My lil man passed away last week May 8th. I noticed him being ill in the afternoon of the 6th. So I did all I can for him to make it through this struggle. From syringe feeding him, massaging his tummy and all the tlc, I gave it all. Here's the thing, lil man is no ordinary bun. He's a special needs rabbit. He's already ill before this g.i stasis. Unfortunately, he doesn't have much in him to fight another battle. :'(

The night before his passing, I am already preparing myself for the inevitable. He was just so weak that I can feel that he won't make it through the night. I set him up in a cosy blanket and went to sleep. The next day, he was still in the same spot( his cage is in my room ). I cried and got up, thought he was dead. But then, he got up on his feet very much alive. He looks happy to see me. But in about 15 mins or so he start to deteriorate fastt. He screamed from pain and just flopped side ways. I don't want to kill him myself to spare him from his suffering, I don't have the heart to do it. So I just waited for him to go on his own terms. He just waited for me to wake up before he decided it is time for him to go. :'( bitter sweet indeed.

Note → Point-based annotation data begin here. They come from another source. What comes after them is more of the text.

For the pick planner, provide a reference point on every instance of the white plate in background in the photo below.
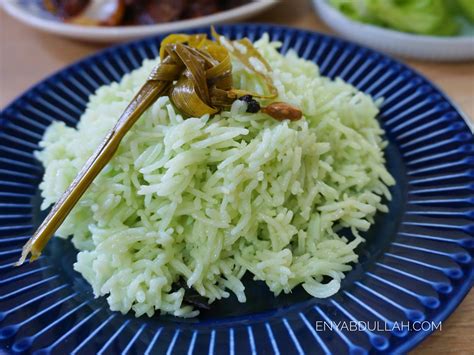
(31, 13)
(454, 48)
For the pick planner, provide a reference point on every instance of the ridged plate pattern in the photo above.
(418, 266)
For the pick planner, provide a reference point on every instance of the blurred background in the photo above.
(436, 41)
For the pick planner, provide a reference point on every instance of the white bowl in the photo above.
(31, 13)
(394, 42)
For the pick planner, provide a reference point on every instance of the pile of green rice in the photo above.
(207, 200)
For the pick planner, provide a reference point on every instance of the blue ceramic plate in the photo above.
(415, 267)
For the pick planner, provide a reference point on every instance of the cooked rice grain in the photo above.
(209, 199)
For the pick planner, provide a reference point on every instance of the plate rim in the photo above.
(453, 302)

I love him with all my heart. I will miss him dearly... His sweet tiny face, his crazy digging, constant peeing(kidney probs  ), his kisses, his hyper bursts, and more!! For 4 years he gave me joy and immense love. He will remain in my heart forever. He is my only LIL MAN!


----------



## pani (May 12, 2014)

So sorry to hear about his passing.  He was so lucky to have you to care for him and his special needs.

ray:

Binky free, little man.


----------



## Nancy McClelland (May 12, 2014)

So sorry for your loss--words are so inadequate.


----------



## mhockin78 (May 12, 2014)

Sounds like he had a lot of love to give you and he knew how much you loved him. Sorry to hear your lil man passed  What a special bond you two had, I hope you can take comfort in all his wonderful memories and the last 4 years you spent with him...


----------



## Snooty (May 13, 2014)

That was my LIL MAN... 
Thanks guys. Btw the profile pic is Snooty. They're twins.
Thanks guys.


----------



## HEM (May 19, 2014)

We are so sorry to hear of your loss!!
Hopefully you can reflect on the 4 years you had with your lil' man and that will help you through this time.
RIP lil man


----------